Howard Hughes Medical Institute, Immune Disease Institute, Program in Cellular and Molecular Medicine, Children's Hospital Boston and Department of Genetics, Harvard Medical School, Boston, MA 02115, USA.
Cell. 2011 Sep 30;147(1):107-19. doi: 10.1016/j.cell.2011.07.049.
Whereas chromosomal translocations are common pathogenetic events in cancer, mechanisms that promote them are poorly understood. To elucidate translocation mechanisms in mammalian cells, we developed high-throughput, genome-wide translocation sequencing (HTGTS). We employed HTGTS to identify tens of thousands of independent translocation junctions involving fixed I-SceI meganuclease-generated DNA double-strand breaks (DSBs) within the c-myc oncogene or IgH locus of B lymphocytes induced for activation-induced cytidine deaminase (AID)-dependent IgH class switching. DSBs translocated widely across the genome but were preferentially targeted to transcribed chromosomal regions. Additionally, numerous AID-dependent and AID-independent hot spots were targeted, with the latter comprising mainly cryptic I-SceI targets. Comparison of translocation junctions with genome-wide nuclear run-ons revealed a marked association between transcription start sites and translocation targeting. The majority of translocation junctions were formed via end-joining with short microhomologies. Our findings have implications for diverse fields, including gene therapy and cancer genomics.

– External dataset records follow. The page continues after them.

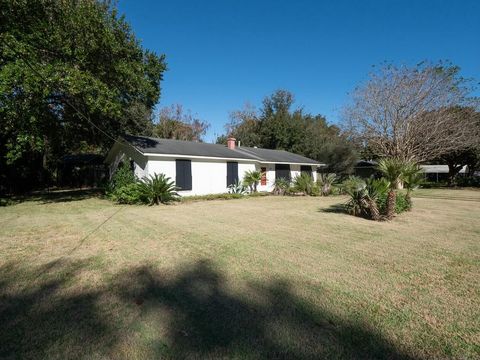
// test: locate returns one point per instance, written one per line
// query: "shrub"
(123, 176)
(123, 187)
(237, 188)
(401, 203)
(303, 183)
(157, 189)
(281, 186)
(325, 183)
(472, 181)
(251, 179)
(127, 194)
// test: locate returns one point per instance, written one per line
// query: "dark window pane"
(183, 177)
(232, 173)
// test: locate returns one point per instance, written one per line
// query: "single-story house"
(438, 173)
(199, 168)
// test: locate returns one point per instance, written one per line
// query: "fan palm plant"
(158, 189)
(412, 179)
(375, 188)
(251, 179)
(392, 170)
(357, 205)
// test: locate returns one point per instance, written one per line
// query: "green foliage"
(325, 183)
(251, 179)
(237, 188)
(123, 176)
(157, 189)
(127, 194)
(351, 183)
(393, 170)
(369, 198)
(175, 123)
(357, 204)
(56, 53)
(304, 183)
(277, 126)
(401, 204)
(281, 186)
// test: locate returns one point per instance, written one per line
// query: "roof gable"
(150, 145)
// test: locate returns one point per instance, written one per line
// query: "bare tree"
(175, 123)
(410, 113)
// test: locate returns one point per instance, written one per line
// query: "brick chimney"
(231, 143)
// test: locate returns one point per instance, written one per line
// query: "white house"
(200, 168)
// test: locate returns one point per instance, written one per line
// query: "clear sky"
(224, 53)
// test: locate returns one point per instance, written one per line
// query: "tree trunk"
(374, 212)
(408, 198)
(453, 170)
(391, 200)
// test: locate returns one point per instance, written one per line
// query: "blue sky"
(221, 54)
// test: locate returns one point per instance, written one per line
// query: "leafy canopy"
(59, 55)
(277, 126)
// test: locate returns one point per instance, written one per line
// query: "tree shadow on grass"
(59, 196)
(205, 319)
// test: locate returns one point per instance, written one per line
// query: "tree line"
(74, 77)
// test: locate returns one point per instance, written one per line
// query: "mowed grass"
(269, 277)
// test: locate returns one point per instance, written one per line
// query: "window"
(263, 180)
(232, 173)
(282, 171)
(183, 177)
(305, 169)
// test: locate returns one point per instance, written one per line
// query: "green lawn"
(268, 277)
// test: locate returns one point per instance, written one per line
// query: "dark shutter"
(282, 171)
(232, 173)
(305, 169)
(183, 177)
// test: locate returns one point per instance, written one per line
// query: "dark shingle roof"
(179, 147)
(276, 155)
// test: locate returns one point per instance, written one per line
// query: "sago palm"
(392, 170)
(326, 181)
(158, 189)
(412, 179)
(375, 188)
(251, 179)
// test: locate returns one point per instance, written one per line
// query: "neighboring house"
(200, 168)
(434, 173)
(438, 173)
(366, 168)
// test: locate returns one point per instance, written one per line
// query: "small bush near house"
(251, 179)
(157, 189)
(281, 187)
(326, 183)
(237, 188)
(125, 188)
(127, 194)
(304, 184)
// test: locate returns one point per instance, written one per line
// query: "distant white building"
(200, 168)
(438, 172)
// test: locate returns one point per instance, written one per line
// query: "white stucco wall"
(208, 176)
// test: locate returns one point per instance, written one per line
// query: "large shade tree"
(409, 113)
(72, 77)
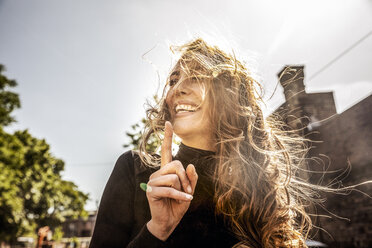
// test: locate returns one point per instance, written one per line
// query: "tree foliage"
(32, 191)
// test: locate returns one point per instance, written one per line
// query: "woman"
(232, 182)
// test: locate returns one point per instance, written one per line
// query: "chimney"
(291, 78)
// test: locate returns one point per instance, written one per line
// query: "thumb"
(192, 175)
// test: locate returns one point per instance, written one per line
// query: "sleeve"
(114, 223)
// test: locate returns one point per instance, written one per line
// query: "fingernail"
(189, 196)
(143, 186)
(189, 189)
(149, 189)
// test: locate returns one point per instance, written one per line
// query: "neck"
(203, 144)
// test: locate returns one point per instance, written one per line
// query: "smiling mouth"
(184, 108)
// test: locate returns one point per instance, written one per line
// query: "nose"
(181, 89)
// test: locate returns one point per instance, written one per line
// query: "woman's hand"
(169, 190)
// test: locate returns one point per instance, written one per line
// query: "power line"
(91, 164)
(340, 55)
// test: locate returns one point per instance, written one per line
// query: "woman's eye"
(173, 82)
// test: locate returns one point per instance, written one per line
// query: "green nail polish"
(143, 186)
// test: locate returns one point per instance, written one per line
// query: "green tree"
(32, 191)
(8, 100)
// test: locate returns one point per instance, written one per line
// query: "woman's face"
(188, 105)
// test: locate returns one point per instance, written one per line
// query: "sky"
(86, 68)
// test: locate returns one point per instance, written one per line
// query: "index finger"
(166, 146)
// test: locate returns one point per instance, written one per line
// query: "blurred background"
(85, 68)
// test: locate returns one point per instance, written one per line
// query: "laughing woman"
(232, 182)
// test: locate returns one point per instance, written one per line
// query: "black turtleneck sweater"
(124, 209)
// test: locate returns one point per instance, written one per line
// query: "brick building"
(342, 142)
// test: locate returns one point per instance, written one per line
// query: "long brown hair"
(257, 189)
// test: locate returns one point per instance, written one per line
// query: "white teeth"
(183, 107)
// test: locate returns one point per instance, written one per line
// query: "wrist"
(159, 231)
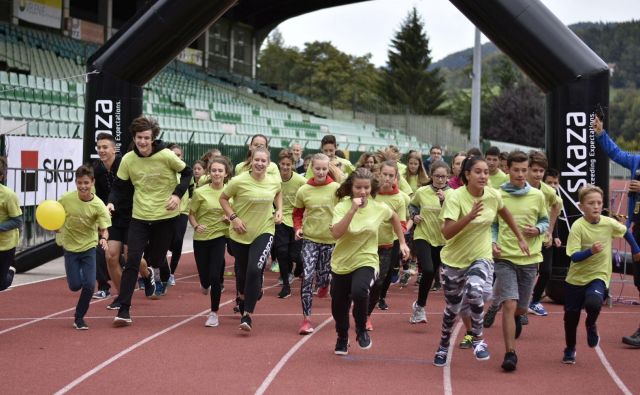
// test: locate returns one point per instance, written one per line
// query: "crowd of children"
(482, 230)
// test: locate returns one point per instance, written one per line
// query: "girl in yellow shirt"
(354, 263)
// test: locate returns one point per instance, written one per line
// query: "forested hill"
(617, 43)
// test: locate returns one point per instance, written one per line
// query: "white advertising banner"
(40, 12)
(45, 168)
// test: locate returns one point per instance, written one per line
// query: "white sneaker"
(212, 320)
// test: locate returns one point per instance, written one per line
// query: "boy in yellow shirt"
(84, 214)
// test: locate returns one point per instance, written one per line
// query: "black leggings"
(178, 238)
(346, 288)
(154, 237)
(250, 262)
(209, 256)
(429, 261)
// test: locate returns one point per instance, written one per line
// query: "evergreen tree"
(407, 80)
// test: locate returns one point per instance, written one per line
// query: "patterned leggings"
(464, 286)
(316, 260)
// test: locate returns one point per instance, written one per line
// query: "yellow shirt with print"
(82, 221)
(318, 203)
(473, 242)
(581, 237)
(358, 247)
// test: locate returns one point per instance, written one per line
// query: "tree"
(406, 79)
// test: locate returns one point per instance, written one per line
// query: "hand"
(497, 251)
(173, 203)
(524, 247)
(596, 248)
(476, 210)
(238, 226)
(404, 250)
(530, 231)
(596, 124)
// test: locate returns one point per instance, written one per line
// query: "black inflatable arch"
(572, 76)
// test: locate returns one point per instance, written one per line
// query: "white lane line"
(612, 372)
(283, 361)
(446, 373)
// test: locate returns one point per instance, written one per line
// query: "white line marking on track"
(283, 361)
(616, 379)
(446, 373)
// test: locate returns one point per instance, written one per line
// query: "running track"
(168, 349)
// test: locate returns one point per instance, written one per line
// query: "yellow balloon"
(50, 215)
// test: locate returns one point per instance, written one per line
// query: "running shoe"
(306, 328)
(285, 292)
(481, 350)
(593, 338)
(467, 342)
(569, 356)
(212, 320)
(80, 325)
(364, 340)
(538, 309)
(441, 356)
(245, 323)
(633, 340)
(342, 346)
(418, 315)
(122, 319)
(102, 294)
(510, 361)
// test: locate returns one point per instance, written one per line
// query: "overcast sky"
(367, 27)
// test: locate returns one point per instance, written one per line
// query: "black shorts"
(119, 233)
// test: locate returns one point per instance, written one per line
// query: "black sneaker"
(518, 319)
(592, 336)
(285, 292)
(342, 346)
(510, 361)
(245, 323)
(122, 319)
(80, 325)
(364, 340)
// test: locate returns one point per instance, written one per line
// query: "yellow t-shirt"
(289, 191)
(498, 179)
(82, 221)
(526, 210)
(318, 203)
(581, 237)
(399, 203)
(429, 228)
(253, 204)
(9, 208)
(154, 180)
(473, 242)
(205, 207)
(358, 247)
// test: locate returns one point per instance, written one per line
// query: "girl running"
(355, 261)
(210, 230)
(254, 194)
(427, 237)
(467, 264)
(314, 202)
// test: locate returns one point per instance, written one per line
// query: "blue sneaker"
(538, 309)
(481, 350)
(441, 356)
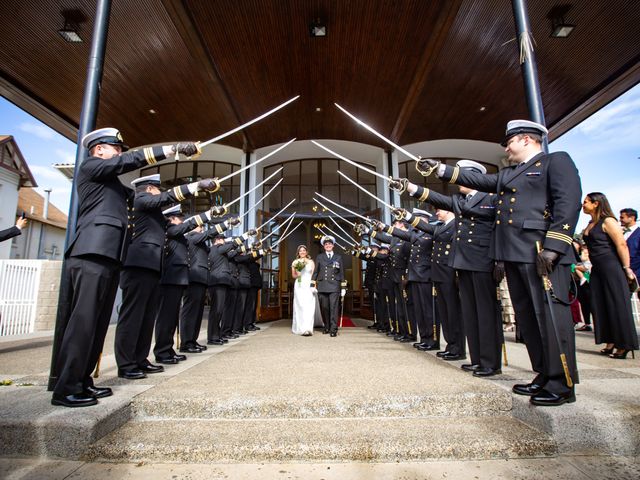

虽然染色体易位在癌症中是常见的致病事件,但促进它们的机制还知之甚少。为了阐明哺乳动物细胞中的易位机制,我们开发了高通量、全基因组易位测序(HTGTS)。我们利用 HTGTS 来鉴定数以万计的独立易位连接点,这些连接点涉及到固定的 I-SceI 大片段酶产生的 DNA 双链断裂(DSB),这些 DSB 位于激活诱导的胞嘧啶脱氨酶(AID)依赖性 IgH 类转换诱导的 B 淋巴细胞中的 c-myc 癌基因或 IgH 基因座内。DSB 广泛地在整个基因组中转位,但优先靶向转录的染色体区域。此外,许多 AID 依赖性和 AID 非依赖性热点也被靶向,后者主要包括隐匿的 I-SceI 靶点。将易位连接点与全基因组核运转进行比较,揭示了转录起始位点与易位靶向之间的显著关联。大多数易位连接点是通过短微同源性的末端连接形成的。我们的发现对包括基因治疗和癌症基因组学在内的多个领域都具有重要意义。